Toad the Wet Sprocket suffers the same plight.
“None of us are tortured artists,” he says. “We started in high school; we’ve played together for nine years. The problem is challenging ourselves. There’s the need for deeper inspiration.”
It seems impossible that anyone could emerge from beautiful, resortlike Santa Barbara with much of an edge. But the university town has created a musical scene, one with a reputation for odd names including Ugly Kid Joe and alternative group Spencer the Gardener. Toad took its name from a Monty Python skit about a fictional rock band that couldn’t play its instruments.
Toad’s members can play, and the band’s fans include Kiss’ Gene Simmons, who invited the quartet to contribute a cut (a country version of “Rock ‘n’ Roll All Nite”) to a Kiss tribute album released earlier this year. But Toad’s press isn’t entirely laudatory. Some critics took them to task for the ambiguous lyrics of “Hold Her Down,” a commentary on violence against women that some misinterpreted as glorifying rape.
Their sound also has come under scrutiny.
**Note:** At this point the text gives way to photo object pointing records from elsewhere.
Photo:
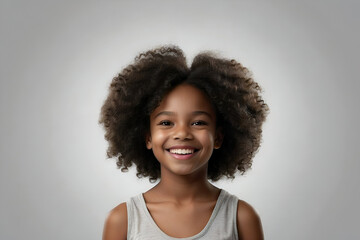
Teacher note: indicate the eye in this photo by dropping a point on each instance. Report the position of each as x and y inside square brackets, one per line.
[199, 123]
[165, 123]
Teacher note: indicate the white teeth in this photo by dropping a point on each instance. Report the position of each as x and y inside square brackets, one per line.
[182, 151]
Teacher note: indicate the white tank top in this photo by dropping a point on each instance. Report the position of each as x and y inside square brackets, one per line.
[221, 225]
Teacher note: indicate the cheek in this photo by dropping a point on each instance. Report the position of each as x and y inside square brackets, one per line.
[207, 139]
[158, 138]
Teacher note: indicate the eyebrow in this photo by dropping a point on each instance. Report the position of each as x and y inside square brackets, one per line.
[195, 113]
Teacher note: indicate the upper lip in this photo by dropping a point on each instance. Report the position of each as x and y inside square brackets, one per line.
[182, 147]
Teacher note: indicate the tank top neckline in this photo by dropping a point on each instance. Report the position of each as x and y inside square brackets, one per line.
[201, 233]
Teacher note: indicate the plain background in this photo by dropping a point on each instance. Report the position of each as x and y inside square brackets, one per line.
[58, 58]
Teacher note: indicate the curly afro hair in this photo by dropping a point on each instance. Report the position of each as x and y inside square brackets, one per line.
[140, 87]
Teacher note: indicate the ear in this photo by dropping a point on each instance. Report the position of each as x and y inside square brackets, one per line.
[219, 137]
[148, 141]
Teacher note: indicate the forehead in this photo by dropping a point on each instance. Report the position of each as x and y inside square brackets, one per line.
[185, 98]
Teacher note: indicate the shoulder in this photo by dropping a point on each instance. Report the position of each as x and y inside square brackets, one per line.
[115, 227]
[248, 222]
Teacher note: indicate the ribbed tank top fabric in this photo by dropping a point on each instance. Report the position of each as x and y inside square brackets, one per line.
[221, 225]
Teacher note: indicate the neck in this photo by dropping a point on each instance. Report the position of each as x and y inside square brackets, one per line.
[185, 188]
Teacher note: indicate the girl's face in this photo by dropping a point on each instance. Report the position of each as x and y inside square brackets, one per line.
[183, 131]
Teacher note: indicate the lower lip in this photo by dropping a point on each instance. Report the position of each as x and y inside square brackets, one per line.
[182, 157]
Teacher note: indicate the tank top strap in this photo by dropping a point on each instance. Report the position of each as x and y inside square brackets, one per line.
[221, 225]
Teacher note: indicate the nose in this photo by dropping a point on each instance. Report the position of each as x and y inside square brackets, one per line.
[182, 132]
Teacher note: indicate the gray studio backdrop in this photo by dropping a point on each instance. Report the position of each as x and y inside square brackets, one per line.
[58, 58]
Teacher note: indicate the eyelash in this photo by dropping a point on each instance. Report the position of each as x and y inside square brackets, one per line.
[196, 123]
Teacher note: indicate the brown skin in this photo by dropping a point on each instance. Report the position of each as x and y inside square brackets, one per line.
[183, 201]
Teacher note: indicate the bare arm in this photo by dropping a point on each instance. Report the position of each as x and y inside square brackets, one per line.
[115, 227]
[248, 223]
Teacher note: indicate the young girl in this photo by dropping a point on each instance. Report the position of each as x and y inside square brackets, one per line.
[184, 126]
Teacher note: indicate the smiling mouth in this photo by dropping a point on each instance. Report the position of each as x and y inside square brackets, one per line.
[179, 151]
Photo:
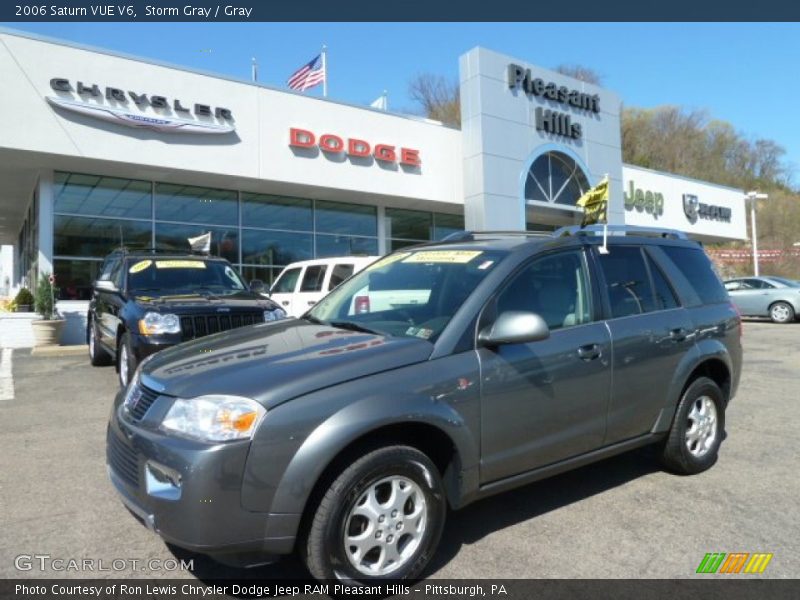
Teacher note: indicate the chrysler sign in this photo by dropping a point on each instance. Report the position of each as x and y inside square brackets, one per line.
[125, 107]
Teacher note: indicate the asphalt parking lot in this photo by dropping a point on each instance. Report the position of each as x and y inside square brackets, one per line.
[621, 518]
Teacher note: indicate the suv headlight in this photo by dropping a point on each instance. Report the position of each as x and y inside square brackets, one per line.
[214, 418]
[276, 314]
[156, 323]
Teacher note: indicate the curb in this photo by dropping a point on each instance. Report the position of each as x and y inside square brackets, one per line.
[55, 350]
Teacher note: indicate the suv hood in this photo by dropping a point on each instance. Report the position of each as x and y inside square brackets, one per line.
[191, 301]
[275, 362]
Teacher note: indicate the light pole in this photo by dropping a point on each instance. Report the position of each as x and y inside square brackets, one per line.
[753, 196]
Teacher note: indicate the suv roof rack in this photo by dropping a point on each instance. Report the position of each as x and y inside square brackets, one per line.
[151, 250]
[467, 236]
[601, 229]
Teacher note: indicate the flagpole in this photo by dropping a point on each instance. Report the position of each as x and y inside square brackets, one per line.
[324, 71]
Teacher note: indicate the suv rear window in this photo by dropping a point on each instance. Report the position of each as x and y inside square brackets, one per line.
[312, 280]
[698, 270]
[286, 282]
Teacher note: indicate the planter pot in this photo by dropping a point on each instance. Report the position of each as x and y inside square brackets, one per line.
[47, 333]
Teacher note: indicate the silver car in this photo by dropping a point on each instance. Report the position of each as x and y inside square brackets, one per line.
[775, 297]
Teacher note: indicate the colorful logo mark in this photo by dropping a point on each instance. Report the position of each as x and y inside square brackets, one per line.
[734, 563]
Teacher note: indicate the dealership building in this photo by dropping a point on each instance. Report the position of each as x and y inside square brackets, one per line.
[99, 149]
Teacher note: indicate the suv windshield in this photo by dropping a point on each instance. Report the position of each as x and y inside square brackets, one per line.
[173, 274]
[411, 293]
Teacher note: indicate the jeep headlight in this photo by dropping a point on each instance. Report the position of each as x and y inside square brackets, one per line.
[276, 314]
[213, 418]
[156, 323]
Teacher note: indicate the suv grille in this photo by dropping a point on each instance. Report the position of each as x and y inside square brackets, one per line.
[122, 459]
[138, 400]
[194, 326]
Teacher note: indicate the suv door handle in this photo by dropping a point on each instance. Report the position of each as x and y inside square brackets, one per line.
[679, 334]
[589, 352]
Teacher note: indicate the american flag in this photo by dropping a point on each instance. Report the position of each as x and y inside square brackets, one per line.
[309, 75]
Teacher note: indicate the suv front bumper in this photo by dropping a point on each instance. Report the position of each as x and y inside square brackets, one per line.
[189, 493]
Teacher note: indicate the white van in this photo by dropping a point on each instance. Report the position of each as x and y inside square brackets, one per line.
[302, 284]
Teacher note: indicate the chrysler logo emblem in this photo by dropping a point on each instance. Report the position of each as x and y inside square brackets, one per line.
[133, 397]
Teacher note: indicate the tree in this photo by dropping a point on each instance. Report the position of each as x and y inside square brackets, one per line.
[580, 72]
[438, 98]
“In the national press, we’re either ignorable or insultable,” Phillips says, unperturbed. “I think it was Entertainment Weekly who called us R.E.M.-lite posers. We’ve also been ‘R.E.M. as interpreted by Air Supply.’ That’s definitely our heritage - R.E.M. was one of the first bands that made me realize I could do whatever I wanted to, I didn’t have to be pop or punk. But it’s like R.E.M. took that one slot that was available.”
R.E.M. may have landed the “jangly-pop” slot, but Toad’s members aren’t crying.
“We get played on the radio,” Phillips says. “The way I hope it’ll go is something like (the career of) Tom Petty; he’s my big example these days. He just worked for so many years, that at some point he kind of became undeniable. I like the idea of being around for that long. When a band gets a lot of hype, it usually backfires or fades away. You don’t know what you’re left with. The only reason to like us is our songs, because there’s nothing else there.”
Well, that and the video.
“I think MTV is bad for music as a whole,” he says. “Have you seen any new band these days with an unattractive singer? A band like Blues Traveler can fill any place, but they don’t get played on MTV.”
So of course Phillips shuns the station, right?
“I get sucked into it,” he says. “It’s like eye candy. But it doesn’t mean it’s good for you.”